We observed in this study that active lymphangiogenesis occurred in alveolar lesions in cellular NSIP and organizing pneumonia, and also the development of new lymphatics even in IPF lungs, extending from alveolar legions into the lymphatics beside the pulmonary arteries without any evident increase of fibrosis in their airway walls. Considering that the lymphatics in the airway walls are increased in the chronic airway inflammation 8 but significantly decreased in the airway walls with thick fibroconnective tissues of severe asthmatic patients, 10 our observation of poor lymphangiogenesis in fibrotic lesions in IPF lungs may suggest the opposite effects between inflammation and fibrosis on lymphangiogenesis. These observations may be supported by recent evidence that revealed inhibition of lymphangiogenesis by TGF-β1, a key inducer of fibrogenesis.18,19
There are likely to be multifactorial reasons for the disappearance of the lymphatics in fibrotic lesions in IPF. First, the lymphatics in IPF are fragmented and disconnected by massive fibrosis with increased elastic fibers, as shown by the three-dimensional images of the subpleural lymphatics in IPF lungs in this study. Second, lymphatic endothelial cell apoptosis may be induced by the segregation of the epithelial cells and/or alveolar macrophages producing lymphatic endothelial growth factors, VEGF-C or VEGF-D. 20 Because CD45+/CD14+/CD11b+ macrophages in the broncho-alveolar lavage fluid from subjects with IPF form lymphatic-like tube formation in vitro, 12 thick fibroconnective tissues surrounding subpleural and interlobular lymphatics may separate the lymphatic stem cells in the alveolar space from the existing lymphatics, as is observed to a degree in cases of diffuse alveolar damage. 16 Third, the extrinsic driving force of respiration, supporting lymph flow in the lungs, may be diminished in subpleural and interlobular lymphatics in IPF due to restrictive respiratory impairment. 15 In addition, recent new findings on an endogenous inhibitor of lymphangiogenesis18,19,21 may explain a molecular mechanism of disappearance of lymphatics in fibrotic lesions in IPF.

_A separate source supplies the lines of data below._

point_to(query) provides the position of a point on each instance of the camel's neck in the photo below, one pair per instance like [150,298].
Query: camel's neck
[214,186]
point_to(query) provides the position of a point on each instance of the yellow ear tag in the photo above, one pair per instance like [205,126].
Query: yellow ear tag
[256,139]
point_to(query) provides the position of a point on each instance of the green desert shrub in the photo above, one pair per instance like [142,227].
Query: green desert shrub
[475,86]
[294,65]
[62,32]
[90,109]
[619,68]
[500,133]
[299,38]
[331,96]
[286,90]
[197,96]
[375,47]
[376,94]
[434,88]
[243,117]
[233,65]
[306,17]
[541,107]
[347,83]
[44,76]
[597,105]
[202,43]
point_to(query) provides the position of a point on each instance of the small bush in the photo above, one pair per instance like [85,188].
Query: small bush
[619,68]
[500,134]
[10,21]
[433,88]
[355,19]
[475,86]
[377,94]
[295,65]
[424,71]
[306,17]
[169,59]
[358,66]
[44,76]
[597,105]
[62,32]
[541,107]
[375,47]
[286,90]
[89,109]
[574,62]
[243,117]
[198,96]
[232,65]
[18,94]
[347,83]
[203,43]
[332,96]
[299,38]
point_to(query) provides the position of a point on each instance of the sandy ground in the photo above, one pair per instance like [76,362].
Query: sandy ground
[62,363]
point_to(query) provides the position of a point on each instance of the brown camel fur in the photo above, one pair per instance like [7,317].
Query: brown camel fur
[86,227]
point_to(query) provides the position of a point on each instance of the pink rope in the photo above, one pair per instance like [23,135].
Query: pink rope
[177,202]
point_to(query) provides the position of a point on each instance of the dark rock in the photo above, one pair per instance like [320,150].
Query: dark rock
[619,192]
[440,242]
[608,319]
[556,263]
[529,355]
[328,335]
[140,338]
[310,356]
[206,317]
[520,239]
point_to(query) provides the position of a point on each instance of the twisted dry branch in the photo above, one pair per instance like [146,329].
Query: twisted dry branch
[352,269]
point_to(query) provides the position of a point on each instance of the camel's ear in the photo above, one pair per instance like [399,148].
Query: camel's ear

We conclude that the disappearance of the subpleural and interlobular lymphatics in IPF lungs, along with poor lymphangiogenesis, exerts a deleterious influence on IPF by impairing alveolar clearance.
Footnotes
Author Disclosure Statement
Masahito Ebina has received grants from the Ministry of Health, Labour and Welfare, Japan, and from the Japan Society for the Promotion of Science. Kenta Okaya is an employee of Mitani Corporation, Tokyo, Japan. All other authors have no conflicts of interest or financial ties to disclose.
This work was supported in part by a research grant to the Diffuse Pulmonary Disease Research Group by the Ministry of Health, Labour and Welfare of Japan.